Identification of a myocyte nuclear factor that binds to the muscle-specific enhancer of the mouse muscle creatine kinase gene.

Abstract

The muscle creatine kinase (MCK) gene is transcriptionally induced when skeletal muscle myoblasts differentiate into myocytes. The gene contains two muscle-specific enhancer elements, one located 1,100 nucleotides (nt)5' of the transcriptional start site and one located in the first intron. We have used gel mobility shift assays to characterize the trans-acting factors that interact with a region of the MCK gene containing the 5' enhancer. MM14 and C2C12 myocyte nuclear extracts contain a sequence-specific DNA-binding factor which recognizes a site within a 110-nt fragment of the MCK enhancer region shown to be sufficient for enhancer function. Preparative mobility shift gels were combined with DNase I footprinting to determine the site of binding within the 110-nt fragment. Site-directed mutagenesis within the footprinted region produced a 110-nt fragment which did not bind the myocyte factor in vitro.
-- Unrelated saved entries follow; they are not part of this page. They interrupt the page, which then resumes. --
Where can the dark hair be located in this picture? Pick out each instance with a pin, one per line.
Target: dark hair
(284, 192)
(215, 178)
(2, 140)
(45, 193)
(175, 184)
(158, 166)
The mutant fragment had about 25-fold-less activity as a transcriptional enhancer in myocytes than did the wild-type fragment. Complementary oligomers containing 21 base pairs spanning the region protected from DNase degradation were also specifically bound by MM14 and C2C12 myocyte nuclear factors. The oligomer-binding activity was not found in nuclear extracts from the corresponding myoblasts, in nuclear extracts from a variety of nonmuscle cell types (including differentiation-defective MM14-DD1 cells and 10T1/2 mesodermal stem cells), or in cytoplasmic extracts. Both the 5' and intron 1 enhancer-containing fragments competed for factors that bind the oligomer probe, while total mouse genomic DNA and several DNA fragments containing viral and cellular enhancers did not. Interestingly, a 5' MCK proximal promoter fragment that also contains muscle-specific positive regulatory elements did not compete for factor binding to the oligomer. We have designated the factor which interacts with the two MCK enhancers myocyte-specific enhancer-binding nuclear factor 1 (MEF 1). A consensus for binding sites in muscle-specific regulatory regions is proposed.